Soil behaviours for the choice of constitutive models

Constitutive models are essentially a mathematical description of certain mechanical behaviours of a soil (or rock). They paint a picture of what a soil’s behaviour looks like in aspects relevant to the design. When studying a constitutive model, it is important to drill deeper to understand the underlying soil behaviour the model attempts to simulate.

Constitutive models of a wide variety of complexity have been published over many decades. You’ll see that after so many years, the simplest constitutive models are still the most popular choice, as they are easier to use, with relevant parameters easier to obtain from common test procedures, and the whole methodology easier to demonstrate compliance with codes.

However, simpler constitutive models are usually more idealised and generalised, which means they deviate from the ‘real’ behaviour further. More advanced constitutive models are developed to make up the drawbacks of simpler models, bringing the simulated behaviour closer to reality, suitable for specific given situations.

The holy grail in choosing what constitutive model to use lies in the balance between efficiency and accuracy, which means determining the boundaries around what aspects of behaviour matter to the results and what others to disregard.

This post lists out some commonly seen elements of soil behaviour relevant to constitutive modelling:

• Differentiation between drained and undrained behaviour

  • Drained behaviour represents a state after pore water pressure self-balances by the flow of pore water, thus generates no excess pore water pressure

  • Undrained behaviour represents a state before any pore water pressure is able to flow and try to self-balance, thus generates excess pore water pressure, affecting the effective stress state of the soil and ultimately its mechanical behaviour

  • The above two states are the two extremes on a linear scale. The intermediate states between them are the various degrees of consolidation.

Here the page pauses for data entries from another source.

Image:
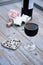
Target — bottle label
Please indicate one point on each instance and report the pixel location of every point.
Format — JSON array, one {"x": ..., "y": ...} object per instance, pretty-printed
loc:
[{"x": 30, "y": 5}]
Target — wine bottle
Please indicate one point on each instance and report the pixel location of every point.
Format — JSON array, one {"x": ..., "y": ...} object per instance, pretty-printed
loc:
[{"x": 27, "y": 7}]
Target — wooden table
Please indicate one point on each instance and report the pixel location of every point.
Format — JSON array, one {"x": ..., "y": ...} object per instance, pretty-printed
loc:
[{"x": 20, "y": 56}]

• Differentiation between shear behaviour and volumetric behaviour. Classic linear elastic mechanics has the two coupled but in reality they behave differently:

• Shear has a mode of strength failure (e.g. the Mohr-Coulomb failure criteria) whereas volumetric failure doesn’t happen under normal regimes of soil mechanics

• Shear stiffness generally reduces as strain goes higher whereas volumetric stiffness increases as strain goes higher

• Confining stress dependent strength and stiffness (the compaction effect). This means there are differences between primary loading and re-loading. Primary loading consolidates the soil and results in plastic strain. Unloading and re-loading of the soil is an elastic process but with a much higher stiffness. With more compaction (primary consolidation) comes:

  • Higher friction angle, relative to critical state angle (not a given constant)

  • Lower void ratio

  • Higher volumetric stiffness and shear stiffness

  • Lower water content

  • Lower permeability

• Post-yield softening, which can happen to dense soils. Where shear strength reduces after the yielding point, using perfectly plastic model may over estimate the strength of the soil.

• Shear-strain-dependent shear stiffness. The more shear strain there is, the lower the shear stiffness is. The ‘stiffness degradation curve’ is an illustration of this phenomenon.

• Volumetric change due to shear.

  • Over consolidated clay and dense sand tend to have dilatancy

  • Loose soils tend to contract (negative dilatancy)

  • This affects pore water pressure in the undrained condition.

  • Volumetric changes affect undrained soil strength. Dilatant soils have undrained strength higher than drained strength. Contracting soils have the opposite.

• Anisotropy – the behaviour of soil in the vertical direction can be different from that of the horizontal direction. This can be due to the way the soil is deposited, consolidated or weathered.

• Rate and cycles of loading. The faster a soil is loaded, the stiffer it tends to be. Cyclic loadings tend to soften a soil. This is pertinent to structures that are subject to significant dynamic loadings, such as wind load, wave load, blast load and accidental impact load.